3. The Charter of the City of New York provides for "distinct legislative and executive branches" (Under 21, Catholic Home Bur. for Dependent Children, 65 NY2d at 356). Section 3 designates the Mayor as "chief executive officer of the city," while §21 vests the exclusive legislative power in the Council. In general, these co-equal branches of government may not unlawfully infringe on each other's prerogatives (id.; see also Subcontractors Trade Assn., 62 NY2d at 422).
4. For instance, in New York State Health Facilities Assn. v. Axelrod, the Court upheld a Medicaid patient access regulation adopted by the PHC, which required new applicants seeking nursing home approval to agree to admit "a reasonable percentage of Medicaid patients" (77 NY2d 340). Such regulation did not exceed the scope of legislative power delegated to the PHC because it was "an appropriate means for achieving legislative ends." This is because the pertinent statutory provisions directed that the PHC should consider a facility's responsiveness to Medicaid patients and take steps designed to prohibit discrimination against Medicaid patients (id. at 347-348).
5. See e.g. New York Times editorial, A Ban Too Far, May 31, 2012); Michael M. Grynbaum, New York Plans to Ban Sale of Big Sizes of Sugary Drinks, NY Times, May 30, 2012; USA Today editorial, New York Soda Cap Wouldn't Beat Obesity, June 3, 2012; Washington Post editorial, Slurping Less Soda in New York, June 2, 2012); Paul Whitefield, Los Angeles Times Opinion, Life, Liberty and the Pursuit of Doughnuts and Big Gulps, June 01, 2012.

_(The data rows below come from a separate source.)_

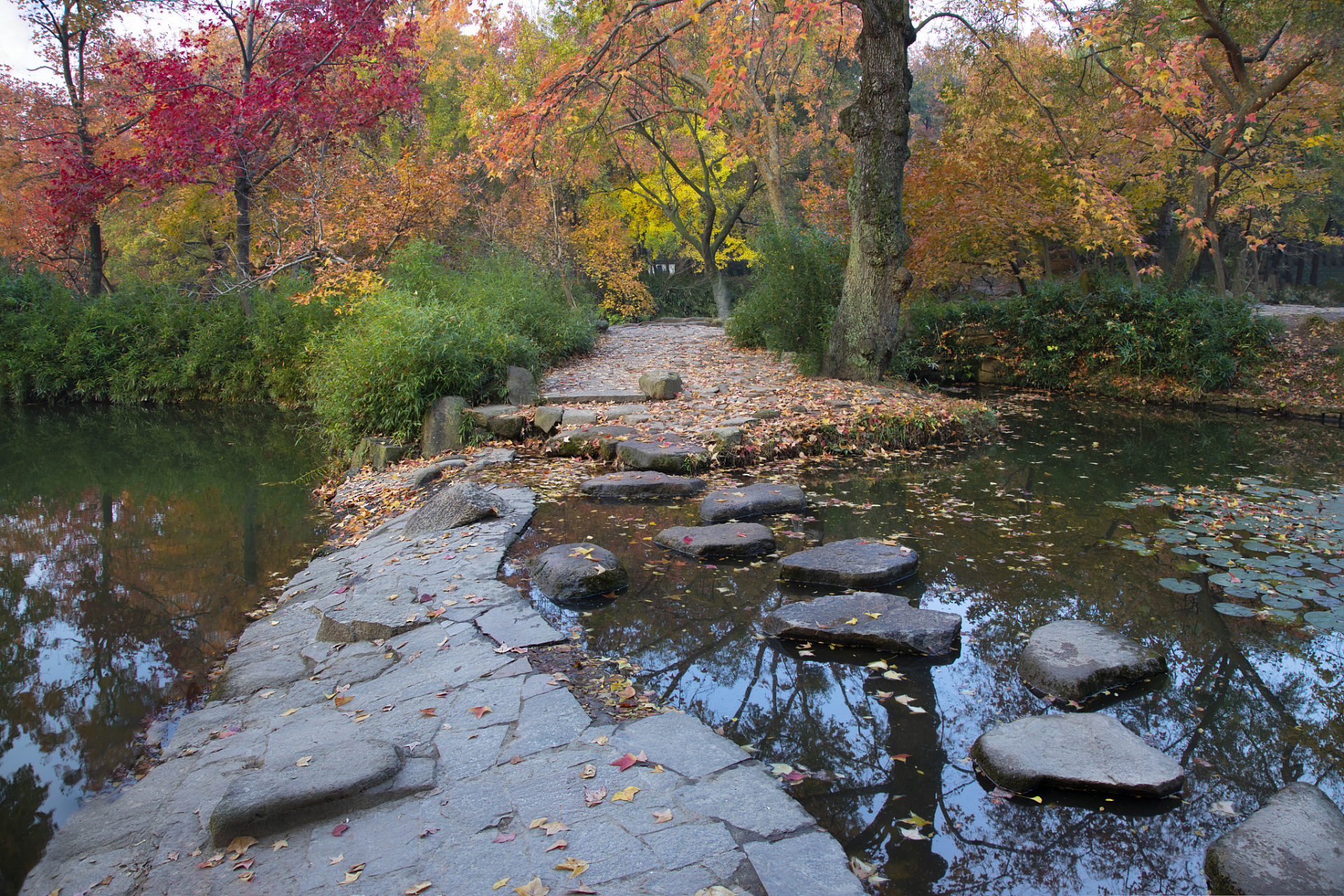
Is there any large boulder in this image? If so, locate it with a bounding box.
[580,470,704,498]
[653,523,774,557]
[970,712,1185,797]
[421,395,466,456]
[764,591,961,655]
[640,371,685,402]
[1204,782,1344,896]
[700,482,808,523]
[406,479,508,538]
[527,544,630,602]
[780,539,919,589]
[1017,620,1167,701]
[505,367,540,407]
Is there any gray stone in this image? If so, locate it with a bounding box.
[1204,782,1344,896]
[764,591,961,655]
[532,405,564,435]
[640,371,685,402]
[421,395,466,458]
[405,481,508,536]
[612,712,748,779]
[505,367,540,407]
[970,713,1185,797]
[700,482,808,523]
[743,832,864,896]
[476,601,564,648]
[580,470,704,498]
[527,544,630,601]
[210,740,402,846]
[653,523,774,557]
[1017,620,1167,701]
[780,539,919,589]
[615,435,708,473]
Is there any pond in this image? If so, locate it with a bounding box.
[508,393,1344,896]
[0,407,323,896]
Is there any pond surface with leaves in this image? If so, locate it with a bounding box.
[0,407,323,896]
[508,393,1344,896]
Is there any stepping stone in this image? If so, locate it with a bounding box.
[546,427,637,456]
[542,390,647,405]
[780,539,919,589]
[527,544,630,601]
[653,523,774,557]
[1017,620,1167,701]
[970,712,1185,797]
[700,482,808,523]
[764,591,961,655]
[1204,782,1344,895]
[640,371,685,402]
[615,437,710,473]
[403,482,510,536]
[580,470,704,498]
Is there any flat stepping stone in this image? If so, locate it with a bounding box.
[1204,782,1344,895]
[780,539,919,589]
[546,426,638,456]
[615,438,710,474]
[700,482,808,523]
[1017,620,1167,701]
[764,591,961,655]
[653,523,774,557]
[527,544,630,601]
[580,470,704,498]
[970,712,1185,797]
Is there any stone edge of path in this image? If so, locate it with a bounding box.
[20,472,863,896]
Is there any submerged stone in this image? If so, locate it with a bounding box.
[527,544,630,601]
[700,482,808,523]
[764,591,961,655]
[653,523,774,557]
[970,713,1185,797]
[580,470,704,498]
[1204,782,1344,896]
[1017,620,1167,700]
[780,539,919,589]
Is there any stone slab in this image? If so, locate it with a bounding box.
[970,713,1185,797]
[1017,620,1167,701]
[653,523,774,557]
[1204,782,1344,896]
[700,482,808,523]
[780,539,919,589]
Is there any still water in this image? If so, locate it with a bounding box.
[511,393,1344,896]
[0,407,321,896]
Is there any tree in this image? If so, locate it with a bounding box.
[125,0,418,313]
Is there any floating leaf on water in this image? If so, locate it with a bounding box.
[1214,602,1255,617]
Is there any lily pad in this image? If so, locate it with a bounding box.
[1214,603,1255,617]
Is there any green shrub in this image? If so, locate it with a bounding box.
[727,225,848,374]
[900,281,1282,391]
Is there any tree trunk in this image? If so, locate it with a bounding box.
[821,0,916,380]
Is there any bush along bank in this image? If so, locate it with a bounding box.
[900,282,1282,402]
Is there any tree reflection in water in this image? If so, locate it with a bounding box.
[0,408,320,896]
[511,393,1344,896]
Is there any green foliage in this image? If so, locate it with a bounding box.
[727,224,848,376]
[899,281,1282,391]
[308,244,594,446]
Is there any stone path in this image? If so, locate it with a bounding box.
[22,489,863,896]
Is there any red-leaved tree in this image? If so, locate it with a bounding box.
[122,0,419,314]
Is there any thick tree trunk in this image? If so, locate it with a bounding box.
[821,0,916,380]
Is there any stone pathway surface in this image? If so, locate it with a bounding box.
[22,488,863,896]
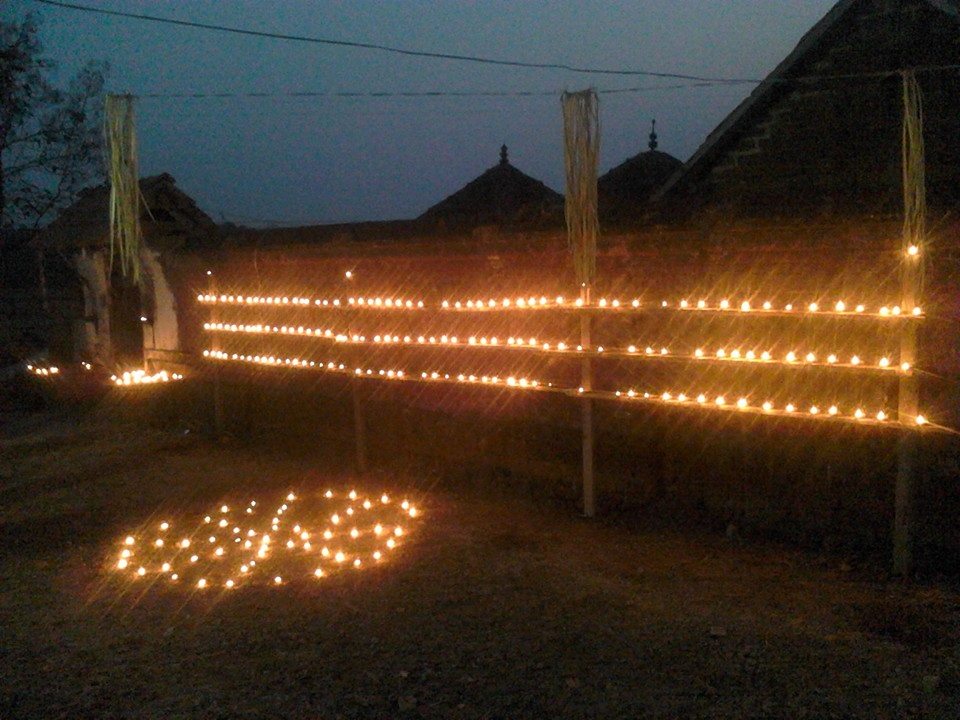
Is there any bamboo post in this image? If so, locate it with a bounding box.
[893,256,920,577]
[561,89,600,517]
[580,285,597,517]
[893,70,927,577]
[350,377,367,473]
[207,270,225,439]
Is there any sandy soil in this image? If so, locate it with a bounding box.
[0,408,960,718]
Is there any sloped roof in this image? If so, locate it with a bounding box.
[597,120,683,218]
[40,173,216,252]
[417,145,563,226]
[652,0,960,200]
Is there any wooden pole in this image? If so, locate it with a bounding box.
[207,270,225,440]
[561,89,600,517]
[893,256,920,577]
[580,285,597,517]
[213,365,225,439]
[350,377,367,473]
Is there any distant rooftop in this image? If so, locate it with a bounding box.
[418,145,563,232]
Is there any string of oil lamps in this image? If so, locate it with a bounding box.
[203,322,913,374]
[109,490,421,591]
[197,294,923,319]
[203,349,930,427]
[110,370,183,387]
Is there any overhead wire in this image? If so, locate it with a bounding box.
[33,0,960,97]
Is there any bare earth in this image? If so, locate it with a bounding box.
[0,415,960,718]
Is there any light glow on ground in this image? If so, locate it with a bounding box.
[109,490,421,590]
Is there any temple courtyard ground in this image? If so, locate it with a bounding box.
[0,410,960,718]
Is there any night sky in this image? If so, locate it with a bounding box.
[0,0,834,225]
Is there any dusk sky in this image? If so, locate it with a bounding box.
[7,0,835,225]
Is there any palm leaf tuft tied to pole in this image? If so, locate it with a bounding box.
[104,95,141,284]
[561,89,600,288]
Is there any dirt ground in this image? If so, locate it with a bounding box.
[0,413,960,718]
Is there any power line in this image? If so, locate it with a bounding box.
[134,82,729,100]
[33,0,960,98]
[33,0,761,84]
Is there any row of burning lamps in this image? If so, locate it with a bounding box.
[27,361,183,387]
[197,293,923,318]
[203,350,928,426]
[112,490,420,590]
[203,322,911,373]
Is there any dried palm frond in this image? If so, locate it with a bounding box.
[901,70,927,301]
[562,89,600,287]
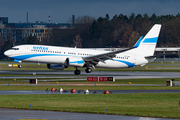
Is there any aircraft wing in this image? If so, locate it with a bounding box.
[82,47,134,64]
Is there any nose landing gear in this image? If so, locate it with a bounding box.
[74,67,81,75]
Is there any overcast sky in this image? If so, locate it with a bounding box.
[0,0,180,23]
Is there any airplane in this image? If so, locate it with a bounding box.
[4,24,161,75]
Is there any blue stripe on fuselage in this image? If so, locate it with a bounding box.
[11,54,66,60]
[114,59,136,67]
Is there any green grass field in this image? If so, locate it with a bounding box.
[0,93,180,118]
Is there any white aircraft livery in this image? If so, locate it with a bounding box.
[4,24,161,75]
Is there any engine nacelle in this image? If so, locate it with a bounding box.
[68,57,85,67]
[47,64,66,70]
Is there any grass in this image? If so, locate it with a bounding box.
[0,93,180,118]
[0,85,180,90]
[0,75,180,85]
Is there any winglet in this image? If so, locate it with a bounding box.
[132,36,143,48]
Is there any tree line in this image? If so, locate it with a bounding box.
[0,13,180,57]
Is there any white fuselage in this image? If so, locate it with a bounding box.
[4,45,151,68]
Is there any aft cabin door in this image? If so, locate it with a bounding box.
[133,55,136,64]
[25,47,29,53]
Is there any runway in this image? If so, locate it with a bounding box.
[0,90,180,95]
[0,108,178,120]
[0,70,180,79]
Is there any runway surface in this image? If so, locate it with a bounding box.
[0,108,178,120]
[0,90,180,95]
[0,70,180,79]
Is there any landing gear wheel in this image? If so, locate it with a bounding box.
[18,65,22,68]
[74,70,81,75]
[85,68,92,73]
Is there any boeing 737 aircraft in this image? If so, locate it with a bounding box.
[4,24,161,75]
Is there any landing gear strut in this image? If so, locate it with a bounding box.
[74,67,81,75]
[85,68,92,73]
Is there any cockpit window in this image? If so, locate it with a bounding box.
[11,48,19,50]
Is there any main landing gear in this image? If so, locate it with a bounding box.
[74,67,92,75]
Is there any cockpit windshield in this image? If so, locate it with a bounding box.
[11,48,19,50]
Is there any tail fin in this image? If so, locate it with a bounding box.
[133,24,161,56]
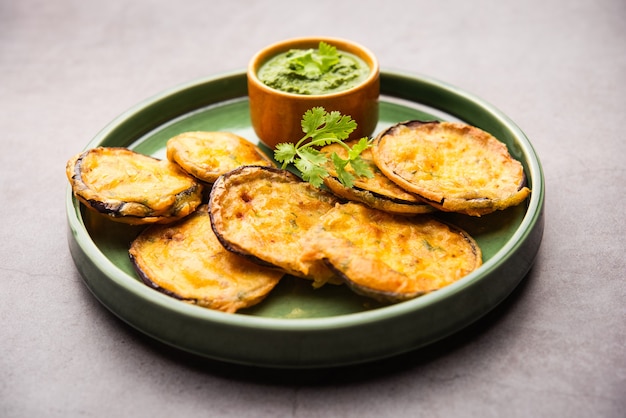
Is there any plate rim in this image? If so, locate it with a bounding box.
[66,70,545,367]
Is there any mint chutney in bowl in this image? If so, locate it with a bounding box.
[247,37,380,148]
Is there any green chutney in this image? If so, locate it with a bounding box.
[257,49,370,95]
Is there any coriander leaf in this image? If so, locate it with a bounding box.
[317,42,339,73]
[301,107,326,134]
[330,152,354,187]
[274,107,373,187]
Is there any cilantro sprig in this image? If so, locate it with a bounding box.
[289,41,339,79]
[274,107,374,188]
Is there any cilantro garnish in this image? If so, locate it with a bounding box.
[289,42,339,79]
[274,107,373,187]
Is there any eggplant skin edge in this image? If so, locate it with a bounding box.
[66,147,204,225]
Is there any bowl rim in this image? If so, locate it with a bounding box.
[246,36,380,101]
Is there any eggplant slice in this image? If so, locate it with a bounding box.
[166,131,275,183]
[372,121,530,216]
[209,166,341,287]
[302,202,482,303]
[66,147,203,225]
[129,205,283,313]
[320,141,436,215]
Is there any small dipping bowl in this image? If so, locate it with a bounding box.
[247,37,380,148]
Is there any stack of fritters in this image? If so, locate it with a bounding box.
[67,121,530,312]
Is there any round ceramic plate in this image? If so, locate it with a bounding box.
[67,72,544,368]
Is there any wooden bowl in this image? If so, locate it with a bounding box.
[247,37,380,148]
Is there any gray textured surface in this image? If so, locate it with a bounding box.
[0,0,626,417]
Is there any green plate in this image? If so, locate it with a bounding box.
[66,71,544,368]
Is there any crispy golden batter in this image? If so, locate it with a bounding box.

6. See e.g. New York City Resolution No. 1265 (2012): Resolution calling upon the New York State Legislature to pass and the Governor to sign legislation that would add an excise tax on sugar sweetened beverages; New York City Resolution No. 1264 (2012): Resolution calling upon the United States Food and Drug Administration to require warning labels on sugar sweetened beverages; New York City Resolution No. 0768 (2011): Resolution calling upon the United States Department of Agriculture to authorize New York City to add certain sugary drinks to the list of prohibited goods for City residents who receive Food Stamp assistance.
7. See e.g. Assembly Bill No. A10010: Prohibiting the sale of sugar sweetened beverages at food service establishments and vending machines located on government property; Assembly Bill No. S67004: Relating to imposition of a tax on beverage syrups and soft drinks; Assembly Bill No. A41004: Relating to imposition of a tax on beverage syrups and soft drinks; Assembly Bill No. A06229A: Providing for the sale, availability and distribution of healthy foods and beverages on school property and at school sponsored functions; Assembly Bill No. A10965: Prohibiting the purchase of food items which are not nutritional with food stamp program coupons or other access devices related thereto.